Sedleian Professor of Natural Philosophy à l’université d’Oxford, Royaume-Uni Sir John Ball est au premier rang des spécialistes mondiaux de l’élasticité non linéaire, du calcul des variations, de la théorie mathématique des matériaux et, plus généralement, des mathématiques appliquées. Il a reçu de nombreux prix et distinctions : nommé Fellow of the Royal Society of London (Académie des sciences britannique) depuis 1989 et membre étranger de l’Académie des sciences de Paris depuis 2000.

Ce doctorat honoris causa vient récompenser un ensemble de travaux et de nombreuses contributions dans les domaines du calcul des variations, des équations aux dérivées partielles non linéaires, des systèmes dynamiques de dimension infinie et de leurs applications à la mécanique non linéaire. Quels sont les plus significatifs selon vous ?

JB - Comme de nombreux autres chercheurs, j’ai plutôt tendance à m’enthousiasmer pour mes travaux les plus récents. Toutefois, mes contributions étaient sans doute meilleures quand j’étais plus jeune ! Mes travaux sur l’élasticité non linéaire, dont les équations ont d’abord été écrites par Cauchy vers 1822, ont établi pour la première fois l’existence de configurations minimales de l’énergie du matériau sous conditions réalistes. Nous savons encore très peu de choses sur ces configurations, par exemple si elles varient ou pas de manière régulière de point en point. Néanmoins, en essayant à défaut de prouver ceci, j’ai trouvé, avec le défunt Vic Mizel, des exemples unidimensionnels surprenants, dont les fonctions minimales ne satisfont pas l’équation d’Euler-Lagrange. Plus tard, influencés par Jerry Ericksen, Dick James et moi avons étudié des cas sans configuration minimisant l’énergie, montrant que l’on pourrait ainsi comprendre les microstructures résultant des transformations d’une phase solide. Ces travaux restent encore recevables aujourd’hui.

Pourriez-vous décrire vos recherches actuelles en mathématiques des cristaux liquides ?

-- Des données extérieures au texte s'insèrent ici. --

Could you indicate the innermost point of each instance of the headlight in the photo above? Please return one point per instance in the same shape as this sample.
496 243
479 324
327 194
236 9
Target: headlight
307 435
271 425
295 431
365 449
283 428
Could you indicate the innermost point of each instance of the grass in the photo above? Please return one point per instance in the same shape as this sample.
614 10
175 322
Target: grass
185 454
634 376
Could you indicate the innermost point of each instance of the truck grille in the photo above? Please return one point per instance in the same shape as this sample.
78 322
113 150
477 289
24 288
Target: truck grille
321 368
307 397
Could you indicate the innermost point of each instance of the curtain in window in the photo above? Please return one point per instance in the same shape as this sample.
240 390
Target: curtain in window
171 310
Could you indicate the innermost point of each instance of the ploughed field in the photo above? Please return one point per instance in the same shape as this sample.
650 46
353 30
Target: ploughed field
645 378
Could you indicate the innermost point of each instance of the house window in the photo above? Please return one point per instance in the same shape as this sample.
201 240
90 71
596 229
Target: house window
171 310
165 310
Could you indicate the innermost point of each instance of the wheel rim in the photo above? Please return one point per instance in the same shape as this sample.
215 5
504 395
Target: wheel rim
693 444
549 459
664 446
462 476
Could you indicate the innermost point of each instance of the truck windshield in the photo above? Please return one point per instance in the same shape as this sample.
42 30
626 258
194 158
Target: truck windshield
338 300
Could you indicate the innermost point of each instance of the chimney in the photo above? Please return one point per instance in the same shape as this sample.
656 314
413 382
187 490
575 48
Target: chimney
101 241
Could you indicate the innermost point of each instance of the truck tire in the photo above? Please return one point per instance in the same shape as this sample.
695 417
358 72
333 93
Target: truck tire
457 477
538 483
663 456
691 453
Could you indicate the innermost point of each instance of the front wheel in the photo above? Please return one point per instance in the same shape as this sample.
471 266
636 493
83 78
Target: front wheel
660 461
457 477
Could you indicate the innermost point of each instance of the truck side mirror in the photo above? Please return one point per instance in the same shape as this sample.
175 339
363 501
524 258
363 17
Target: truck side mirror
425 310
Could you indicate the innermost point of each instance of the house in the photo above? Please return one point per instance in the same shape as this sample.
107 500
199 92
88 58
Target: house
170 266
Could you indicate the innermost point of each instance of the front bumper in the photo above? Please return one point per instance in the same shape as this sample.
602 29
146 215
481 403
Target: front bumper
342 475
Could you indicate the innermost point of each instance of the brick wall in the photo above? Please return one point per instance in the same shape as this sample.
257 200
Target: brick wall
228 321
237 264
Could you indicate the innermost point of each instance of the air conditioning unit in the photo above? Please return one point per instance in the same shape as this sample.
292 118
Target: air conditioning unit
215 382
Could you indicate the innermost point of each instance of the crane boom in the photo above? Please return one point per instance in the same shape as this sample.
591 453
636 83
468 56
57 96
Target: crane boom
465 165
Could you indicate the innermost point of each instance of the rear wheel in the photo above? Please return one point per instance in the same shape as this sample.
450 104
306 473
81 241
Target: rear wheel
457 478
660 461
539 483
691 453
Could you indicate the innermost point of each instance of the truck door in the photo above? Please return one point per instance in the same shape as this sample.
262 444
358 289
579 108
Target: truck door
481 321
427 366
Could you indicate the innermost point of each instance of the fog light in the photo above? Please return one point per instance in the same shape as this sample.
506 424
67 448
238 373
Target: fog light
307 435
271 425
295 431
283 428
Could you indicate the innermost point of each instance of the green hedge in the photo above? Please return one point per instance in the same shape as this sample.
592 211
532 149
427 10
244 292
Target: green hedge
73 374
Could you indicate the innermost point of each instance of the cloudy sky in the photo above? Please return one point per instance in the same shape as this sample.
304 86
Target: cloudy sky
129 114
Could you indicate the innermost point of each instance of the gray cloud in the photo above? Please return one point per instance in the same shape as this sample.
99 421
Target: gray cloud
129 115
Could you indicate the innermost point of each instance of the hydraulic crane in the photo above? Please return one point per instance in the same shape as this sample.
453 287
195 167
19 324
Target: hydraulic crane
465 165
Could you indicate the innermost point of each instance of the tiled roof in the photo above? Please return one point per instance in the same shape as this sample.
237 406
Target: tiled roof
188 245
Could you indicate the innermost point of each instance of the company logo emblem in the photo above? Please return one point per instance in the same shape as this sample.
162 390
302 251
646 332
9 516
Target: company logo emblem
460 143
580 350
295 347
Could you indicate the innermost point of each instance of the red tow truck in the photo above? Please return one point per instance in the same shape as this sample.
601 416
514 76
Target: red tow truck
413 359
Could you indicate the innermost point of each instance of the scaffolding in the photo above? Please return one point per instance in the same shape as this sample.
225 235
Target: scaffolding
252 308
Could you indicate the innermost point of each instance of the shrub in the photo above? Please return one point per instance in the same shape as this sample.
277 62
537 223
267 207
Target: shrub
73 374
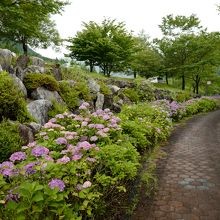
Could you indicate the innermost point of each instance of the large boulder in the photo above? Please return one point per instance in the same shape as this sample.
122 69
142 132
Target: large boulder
39 110
36 61
42 93
26 134
94 87
57 72
35 127
19 84
19 72
34 69
6 57
114 88
100 101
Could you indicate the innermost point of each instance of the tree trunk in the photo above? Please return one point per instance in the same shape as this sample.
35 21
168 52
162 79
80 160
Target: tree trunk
197 84
25 47
91 66
135 75
183 82
166 75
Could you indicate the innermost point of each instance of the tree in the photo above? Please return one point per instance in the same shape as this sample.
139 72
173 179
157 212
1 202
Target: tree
145 60
107 45
203 59
173 46
29 23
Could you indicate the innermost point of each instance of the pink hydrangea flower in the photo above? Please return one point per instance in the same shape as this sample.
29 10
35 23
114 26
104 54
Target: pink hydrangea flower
84 145
18 156
57 183
94 138
63 160
77 157
59 116
7 164
39 151
84 123
61 141
87 184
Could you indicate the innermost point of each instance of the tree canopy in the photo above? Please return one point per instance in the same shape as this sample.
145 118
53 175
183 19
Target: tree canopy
107 45
29 22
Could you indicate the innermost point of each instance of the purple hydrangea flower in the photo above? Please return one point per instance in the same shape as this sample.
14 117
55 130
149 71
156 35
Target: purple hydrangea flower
29 168
59 116
39 151
84 123
12 197
84 145
91 159
87 184
53 120
64 160
57 183
7 172
18 156
61 141
99 126
7 164
77 156
94 138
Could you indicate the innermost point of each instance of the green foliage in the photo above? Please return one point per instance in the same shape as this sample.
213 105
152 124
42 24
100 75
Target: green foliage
56 109
132 94
10 141
144 90
145 126
12 103
72 94
39 29
107 45
145 60
104 89
89 172
181 96
34 80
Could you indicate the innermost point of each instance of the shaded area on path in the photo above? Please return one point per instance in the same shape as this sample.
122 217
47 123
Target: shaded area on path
189 177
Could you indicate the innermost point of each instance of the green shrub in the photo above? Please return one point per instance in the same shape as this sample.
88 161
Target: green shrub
73 94
12 103
181 96
132 94
145 125
56 109
205 105
104 89
10 140
144 90
34 80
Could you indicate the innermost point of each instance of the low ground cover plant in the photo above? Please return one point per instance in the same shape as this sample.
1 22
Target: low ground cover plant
79 161
75 163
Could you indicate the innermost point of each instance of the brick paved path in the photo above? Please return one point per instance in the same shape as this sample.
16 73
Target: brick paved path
189 178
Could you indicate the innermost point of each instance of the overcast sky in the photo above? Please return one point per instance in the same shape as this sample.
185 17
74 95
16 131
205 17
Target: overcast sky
137 15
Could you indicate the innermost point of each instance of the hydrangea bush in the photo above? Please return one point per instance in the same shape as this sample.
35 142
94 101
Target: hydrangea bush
71 168
79 162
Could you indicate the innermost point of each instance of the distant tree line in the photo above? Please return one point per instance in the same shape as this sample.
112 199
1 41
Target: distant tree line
186 51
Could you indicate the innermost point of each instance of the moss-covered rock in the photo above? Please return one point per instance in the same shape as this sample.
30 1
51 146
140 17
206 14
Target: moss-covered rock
12 103
34 80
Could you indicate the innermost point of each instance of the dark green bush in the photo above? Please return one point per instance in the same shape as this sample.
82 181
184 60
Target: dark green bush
104 89
12 103
56 109
72 94
132 94
10 140
34 80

JB - Je travaille sur différents aspects de la théorie Q-tenseur des cristaux liquides, que l’on doit au grand chercheur français Pierre-Gilles de Gennes et qui décrit l’ordre orientationnel des molécules de cristaux liquides en bâtonnets par un paramètre d’ordre tensoriel, alors que la théorie couramment utilisée d’Oseen-Frank le fait en termes de champ vectoriel. Curieusement, il n’y a pas eu beaucoup de travaux mathématiques sur la théorie du Q-tenseur, ce qui laisse de nombreuses questions mathématiques inexplorées. Avec Arghir Zarnescu, j’étudie la relation entre cette théorie et celle d’Oseen-Frank, qui a des aspects topologiques, tandis qu’avec Apala Majumdar, je regarde ce qui préserve les contraintes physiques pesant sur les valeurs propres du Q-tenseur.

Ces travaux ne touchent pour l’instant qu’à des enjeux théoriques fondamentaux, mais peut-être qu’il y aura quelques applications pratiques à terme. Vos nombreuses distinctions ainsi que votre rôle d’ancien président de l’IMU et celui de président actuel du CIEC font de vous un porte-parole international important pour les mathématiques. À votre avis, quelles sont les questions les plus importantes aujourd’hui en matière de mathématiques au niveau international ?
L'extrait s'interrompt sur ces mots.